Obama hits out at US refugee 'hysteria'
US President Barack Obama on Wednesday slammed US domestic "hysteria" about the security risks posed by Syrian refugees, accusing his political foes of demonizing "widows and orphans."
In an unusually fierce rebuke, Obama struck out at American politicians who have called for migrant curbs in the wake of the Paris terror attacks.
Describing calls for different rules for Christian and non-Christian migrants as "offensive and contrary to American values," Obama said shrill election-fueled debate on migration was only helping the Islamic State group.
"I cannot think of a more potent recruitment tool for ISIL than some of the rhetoric coming out of here in the course of this debate," Obama said using an acronym for the group.
Suspected Islamic State extremists killed 129 people and injured hundreds in coordinated attacks in Paris last Friday.
Suggestions that some of the attackers may have been migrants has led to tough comments on the 2016 campaign trail from the likes of Republican candidate Senator Ted Cruz.
"They've been playing on fear to score political points or to advance their campaigns and it's irresponsible.
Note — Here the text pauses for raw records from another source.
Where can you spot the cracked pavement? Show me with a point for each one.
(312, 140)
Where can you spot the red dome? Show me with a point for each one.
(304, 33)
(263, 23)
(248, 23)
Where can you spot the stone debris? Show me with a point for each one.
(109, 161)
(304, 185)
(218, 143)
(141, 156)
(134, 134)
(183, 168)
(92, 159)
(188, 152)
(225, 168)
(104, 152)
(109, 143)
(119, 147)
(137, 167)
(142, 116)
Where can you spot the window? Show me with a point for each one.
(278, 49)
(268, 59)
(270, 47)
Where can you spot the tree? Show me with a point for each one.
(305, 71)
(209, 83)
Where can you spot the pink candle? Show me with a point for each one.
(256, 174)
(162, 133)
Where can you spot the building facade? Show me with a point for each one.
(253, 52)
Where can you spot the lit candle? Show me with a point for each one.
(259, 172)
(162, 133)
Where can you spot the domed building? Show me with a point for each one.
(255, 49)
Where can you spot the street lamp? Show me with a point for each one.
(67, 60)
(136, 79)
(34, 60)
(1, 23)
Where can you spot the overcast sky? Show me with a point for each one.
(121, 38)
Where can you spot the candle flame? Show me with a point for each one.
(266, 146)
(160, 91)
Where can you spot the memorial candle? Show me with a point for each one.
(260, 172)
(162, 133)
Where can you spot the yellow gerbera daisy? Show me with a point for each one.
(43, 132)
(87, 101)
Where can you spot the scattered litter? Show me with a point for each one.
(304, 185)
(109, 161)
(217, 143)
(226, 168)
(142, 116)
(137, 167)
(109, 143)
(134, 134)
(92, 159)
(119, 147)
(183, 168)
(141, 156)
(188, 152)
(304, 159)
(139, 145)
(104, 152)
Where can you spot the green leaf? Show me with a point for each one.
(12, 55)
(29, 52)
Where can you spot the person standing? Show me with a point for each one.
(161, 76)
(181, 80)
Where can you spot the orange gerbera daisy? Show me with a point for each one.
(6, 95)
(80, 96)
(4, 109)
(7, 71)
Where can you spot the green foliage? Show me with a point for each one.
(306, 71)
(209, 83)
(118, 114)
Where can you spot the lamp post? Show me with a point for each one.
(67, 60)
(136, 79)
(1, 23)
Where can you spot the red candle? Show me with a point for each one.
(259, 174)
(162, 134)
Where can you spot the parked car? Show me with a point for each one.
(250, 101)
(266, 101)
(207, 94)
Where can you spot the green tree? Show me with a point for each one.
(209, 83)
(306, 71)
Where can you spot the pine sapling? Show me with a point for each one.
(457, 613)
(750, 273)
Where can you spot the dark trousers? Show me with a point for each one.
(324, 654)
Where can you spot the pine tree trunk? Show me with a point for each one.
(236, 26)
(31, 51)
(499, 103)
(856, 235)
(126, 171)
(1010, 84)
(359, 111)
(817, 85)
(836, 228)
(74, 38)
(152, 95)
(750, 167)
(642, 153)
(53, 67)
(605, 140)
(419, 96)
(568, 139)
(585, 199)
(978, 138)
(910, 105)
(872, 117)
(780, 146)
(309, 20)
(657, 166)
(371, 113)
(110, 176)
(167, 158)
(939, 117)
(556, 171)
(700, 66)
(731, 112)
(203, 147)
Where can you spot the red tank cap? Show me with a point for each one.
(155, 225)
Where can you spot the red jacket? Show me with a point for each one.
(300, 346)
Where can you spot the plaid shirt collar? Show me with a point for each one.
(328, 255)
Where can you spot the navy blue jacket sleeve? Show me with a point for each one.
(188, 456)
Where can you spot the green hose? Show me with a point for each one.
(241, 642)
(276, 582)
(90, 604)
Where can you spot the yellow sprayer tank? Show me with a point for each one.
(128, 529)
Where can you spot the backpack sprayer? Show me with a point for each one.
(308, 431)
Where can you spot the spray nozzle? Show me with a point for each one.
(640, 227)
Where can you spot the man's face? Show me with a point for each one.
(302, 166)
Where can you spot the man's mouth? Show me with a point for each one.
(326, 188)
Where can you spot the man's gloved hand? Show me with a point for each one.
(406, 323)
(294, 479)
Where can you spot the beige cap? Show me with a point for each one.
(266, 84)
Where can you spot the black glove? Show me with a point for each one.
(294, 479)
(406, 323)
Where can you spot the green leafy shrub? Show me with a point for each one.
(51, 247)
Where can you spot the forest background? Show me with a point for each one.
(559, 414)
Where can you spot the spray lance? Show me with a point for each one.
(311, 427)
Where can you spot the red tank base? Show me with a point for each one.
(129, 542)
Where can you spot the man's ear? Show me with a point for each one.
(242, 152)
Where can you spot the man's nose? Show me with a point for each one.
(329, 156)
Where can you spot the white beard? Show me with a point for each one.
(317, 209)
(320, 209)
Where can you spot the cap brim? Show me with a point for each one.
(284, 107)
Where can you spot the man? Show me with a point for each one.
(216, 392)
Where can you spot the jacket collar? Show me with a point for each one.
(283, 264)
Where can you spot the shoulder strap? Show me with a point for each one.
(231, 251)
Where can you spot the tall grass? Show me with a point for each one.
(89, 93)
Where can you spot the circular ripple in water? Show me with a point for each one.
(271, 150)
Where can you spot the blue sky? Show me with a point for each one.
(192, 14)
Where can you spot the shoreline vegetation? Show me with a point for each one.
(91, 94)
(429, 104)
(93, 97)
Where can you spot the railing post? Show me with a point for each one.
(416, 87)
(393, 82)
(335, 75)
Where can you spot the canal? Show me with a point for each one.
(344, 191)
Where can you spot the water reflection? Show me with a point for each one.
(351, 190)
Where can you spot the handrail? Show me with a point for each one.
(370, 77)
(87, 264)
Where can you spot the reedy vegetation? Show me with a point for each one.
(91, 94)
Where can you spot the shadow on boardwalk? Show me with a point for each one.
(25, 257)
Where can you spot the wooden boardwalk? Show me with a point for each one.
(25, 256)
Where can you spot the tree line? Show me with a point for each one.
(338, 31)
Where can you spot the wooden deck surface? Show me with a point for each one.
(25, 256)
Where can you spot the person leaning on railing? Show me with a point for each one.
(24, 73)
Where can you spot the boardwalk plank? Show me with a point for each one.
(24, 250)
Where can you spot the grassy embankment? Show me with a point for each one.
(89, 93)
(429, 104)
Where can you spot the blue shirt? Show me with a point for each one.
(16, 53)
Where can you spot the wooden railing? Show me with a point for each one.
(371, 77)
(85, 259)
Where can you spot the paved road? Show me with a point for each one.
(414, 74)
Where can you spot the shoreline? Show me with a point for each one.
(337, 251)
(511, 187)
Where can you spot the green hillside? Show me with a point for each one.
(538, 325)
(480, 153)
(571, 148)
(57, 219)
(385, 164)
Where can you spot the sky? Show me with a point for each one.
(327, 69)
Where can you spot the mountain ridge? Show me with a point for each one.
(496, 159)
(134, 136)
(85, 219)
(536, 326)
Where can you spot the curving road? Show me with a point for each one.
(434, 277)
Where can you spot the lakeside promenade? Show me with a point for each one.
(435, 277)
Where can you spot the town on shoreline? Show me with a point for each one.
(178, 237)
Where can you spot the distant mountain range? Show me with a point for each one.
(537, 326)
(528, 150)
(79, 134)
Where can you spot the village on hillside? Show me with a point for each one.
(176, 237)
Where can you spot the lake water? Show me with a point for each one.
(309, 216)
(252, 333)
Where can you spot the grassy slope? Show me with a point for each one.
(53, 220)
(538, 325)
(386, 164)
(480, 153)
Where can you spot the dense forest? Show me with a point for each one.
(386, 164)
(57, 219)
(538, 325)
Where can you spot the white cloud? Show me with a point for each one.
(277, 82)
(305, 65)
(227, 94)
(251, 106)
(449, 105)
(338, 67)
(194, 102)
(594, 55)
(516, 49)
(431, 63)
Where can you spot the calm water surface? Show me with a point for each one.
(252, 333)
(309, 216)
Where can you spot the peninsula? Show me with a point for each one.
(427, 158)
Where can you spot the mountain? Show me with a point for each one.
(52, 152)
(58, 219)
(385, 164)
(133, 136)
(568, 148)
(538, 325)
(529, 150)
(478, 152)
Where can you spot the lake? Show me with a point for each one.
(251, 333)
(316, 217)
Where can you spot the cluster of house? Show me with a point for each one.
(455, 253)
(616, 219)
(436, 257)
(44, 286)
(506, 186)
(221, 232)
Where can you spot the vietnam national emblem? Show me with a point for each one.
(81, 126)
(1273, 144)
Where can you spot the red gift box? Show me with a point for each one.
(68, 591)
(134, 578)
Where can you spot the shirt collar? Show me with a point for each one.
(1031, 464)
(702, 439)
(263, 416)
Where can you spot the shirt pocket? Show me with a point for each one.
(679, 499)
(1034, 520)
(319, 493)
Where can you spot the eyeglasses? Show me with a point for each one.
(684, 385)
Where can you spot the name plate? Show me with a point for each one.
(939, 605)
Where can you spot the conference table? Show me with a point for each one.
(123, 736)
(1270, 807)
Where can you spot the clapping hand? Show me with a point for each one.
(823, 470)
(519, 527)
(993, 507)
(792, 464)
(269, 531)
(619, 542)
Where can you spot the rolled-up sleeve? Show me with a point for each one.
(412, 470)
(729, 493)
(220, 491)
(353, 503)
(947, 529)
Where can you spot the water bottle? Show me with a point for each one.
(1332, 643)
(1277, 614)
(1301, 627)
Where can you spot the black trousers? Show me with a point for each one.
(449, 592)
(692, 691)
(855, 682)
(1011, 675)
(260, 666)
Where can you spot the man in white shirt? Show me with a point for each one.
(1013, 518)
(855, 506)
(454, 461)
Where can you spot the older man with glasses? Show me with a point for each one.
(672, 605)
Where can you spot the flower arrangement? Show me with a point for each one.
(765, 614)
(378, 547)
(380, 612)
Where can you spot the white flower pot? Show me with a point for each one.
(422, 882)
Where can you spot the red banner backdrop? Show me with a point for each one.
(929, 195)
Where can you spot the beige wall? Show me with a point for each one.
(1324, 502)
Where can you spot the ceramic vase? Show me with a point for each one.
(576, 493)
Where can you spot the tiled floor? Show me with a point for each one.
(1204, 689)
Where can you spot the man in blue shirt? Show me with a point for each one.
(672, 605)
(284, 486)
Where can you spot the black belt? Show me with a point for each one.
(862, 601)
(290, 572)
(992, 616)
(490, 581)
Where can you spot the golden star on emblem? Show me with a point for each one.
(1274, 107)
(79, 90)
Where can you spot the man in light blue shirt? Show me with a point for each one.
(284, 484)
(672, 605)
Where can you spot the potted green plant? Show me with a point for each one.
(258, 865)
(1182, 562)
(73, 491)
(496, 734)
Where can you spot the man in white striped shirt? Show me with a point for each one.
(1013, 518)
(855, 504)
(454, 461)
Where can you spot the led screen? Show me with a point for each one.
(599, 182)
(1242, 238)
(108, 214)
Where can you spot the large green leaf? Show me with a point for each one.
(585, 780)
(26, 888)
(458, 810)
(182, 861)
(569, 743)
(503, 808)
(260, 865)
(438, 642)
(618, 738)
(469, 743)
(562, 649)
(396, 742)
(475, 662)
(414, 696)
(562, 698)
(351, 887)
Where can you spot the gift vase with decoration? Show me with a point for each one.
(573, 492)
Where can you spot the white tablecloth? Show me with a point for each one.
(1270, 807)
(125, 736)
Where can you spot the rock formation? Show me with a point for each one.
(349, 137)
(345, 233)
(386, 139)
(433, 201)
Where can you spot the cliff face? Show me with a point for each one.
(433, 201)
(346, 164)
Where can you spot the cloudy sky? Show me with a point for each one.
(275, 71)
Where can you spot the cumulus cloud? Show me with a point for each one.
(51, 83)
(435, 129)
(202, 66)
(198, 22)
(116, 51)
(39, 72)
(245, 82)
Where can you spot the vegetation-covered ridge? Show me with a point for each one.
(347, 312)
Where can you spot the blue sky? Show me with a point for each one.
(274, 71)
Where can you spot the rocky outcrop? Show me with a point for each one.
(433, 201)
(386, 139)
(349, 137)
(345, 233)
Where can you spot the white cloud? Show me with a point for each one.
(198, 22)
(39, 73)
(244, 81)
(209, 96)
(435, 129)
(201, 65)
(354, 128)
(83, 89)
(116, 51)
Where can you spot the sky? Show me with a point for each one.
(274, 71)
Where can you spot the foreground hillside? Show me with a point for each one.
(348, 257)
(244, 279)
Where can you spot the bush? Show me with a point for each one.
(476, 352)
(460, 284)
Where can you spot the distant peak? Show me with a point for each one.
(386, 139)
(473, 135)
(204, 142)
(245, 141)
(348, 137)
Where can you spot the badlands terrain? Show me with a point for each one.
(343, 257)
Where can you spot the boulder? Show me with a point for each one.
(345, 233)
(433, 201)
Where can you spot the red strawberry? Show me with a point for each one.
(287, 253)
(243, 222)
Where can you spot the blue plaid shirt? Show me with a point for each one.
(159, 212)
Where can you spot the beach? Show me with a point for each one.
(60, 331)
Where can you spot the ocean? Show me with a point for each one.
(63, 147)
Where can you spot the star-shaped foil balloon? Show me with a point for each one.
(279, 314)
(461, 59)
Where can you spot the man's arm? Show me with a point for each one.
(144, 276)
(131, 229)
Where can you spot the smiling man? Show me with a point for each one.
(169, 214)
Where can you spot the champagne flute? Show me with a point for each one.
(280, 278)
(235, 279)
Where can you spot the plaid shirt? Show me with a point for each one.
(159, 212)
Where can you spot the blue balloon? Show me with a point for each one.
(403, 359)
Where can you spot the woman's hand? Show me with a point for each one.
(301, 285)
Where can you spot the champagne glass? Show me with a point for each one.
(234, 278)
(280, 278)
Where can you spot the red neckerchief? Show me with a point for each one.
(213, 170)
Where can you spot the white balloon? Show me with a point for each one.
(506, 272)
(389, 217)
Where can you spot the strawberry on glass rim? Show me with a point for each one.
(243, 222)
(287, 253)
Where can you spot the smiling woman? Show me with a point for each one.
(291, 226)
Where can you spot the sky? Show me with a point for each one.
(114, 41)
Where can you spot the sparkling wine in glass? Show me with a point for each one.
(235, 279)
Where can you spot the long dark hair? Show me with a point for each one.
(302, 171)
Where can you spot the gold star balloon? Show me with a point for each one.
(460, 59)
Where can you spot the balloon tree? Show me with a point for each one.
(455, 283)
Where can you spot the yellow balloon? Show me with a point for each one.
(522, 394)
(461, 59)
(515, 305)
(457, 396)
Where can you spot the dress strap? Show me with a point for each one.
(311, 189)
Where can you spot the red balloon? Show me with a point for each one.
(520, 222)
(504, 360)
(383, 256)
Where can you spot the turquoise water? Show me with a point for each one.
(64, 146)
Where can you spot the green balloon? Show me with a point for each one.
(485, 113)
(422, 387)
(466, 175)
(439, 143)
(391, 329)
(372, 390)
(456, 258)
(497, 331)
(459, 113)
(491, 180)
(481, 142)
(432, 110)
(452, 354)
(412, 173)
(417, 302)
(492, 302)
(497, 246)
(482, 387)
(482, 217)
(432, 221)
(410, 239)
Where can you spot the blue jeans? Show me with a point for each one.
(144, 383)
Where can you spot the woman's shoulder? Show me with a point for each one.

It needs to stop because the world is watching," Obama said.
Around half of the governors of the 50 US states have urged Obama to suspend a plan to admit 10,000 Syrian refugees this fiscal year.
"We are not well served when in response to a terrorist attack we descend into fear and panic," Obama said in response.
"We don't make good decisions if it's based on hysteria or an exaggeration of risks.
"They are scared of widows and orphans coming into the United States of America."
White House chief of staff Denis McDonough and top US administration officials on Wednesday urged 34 state governors to avoid measures that would block Middle Eastern refugees.
Officials "briefed the governors on the rigorous screening and security vetting process" for almost 90 minutes.
In Manila, Obama also tried to stress that current screening was rigorous, and would weed out jihadists.
"Under current law, it takes anywhere from on average 18 to 24 months to clear a refugee to come into the United Sates," he said.
"They are subjected to the most rigorous process conceivable. The intelligence community vets fully who they are.
"An entire apparatus of all our law enforcement agencies" is devoted to screening the refugees."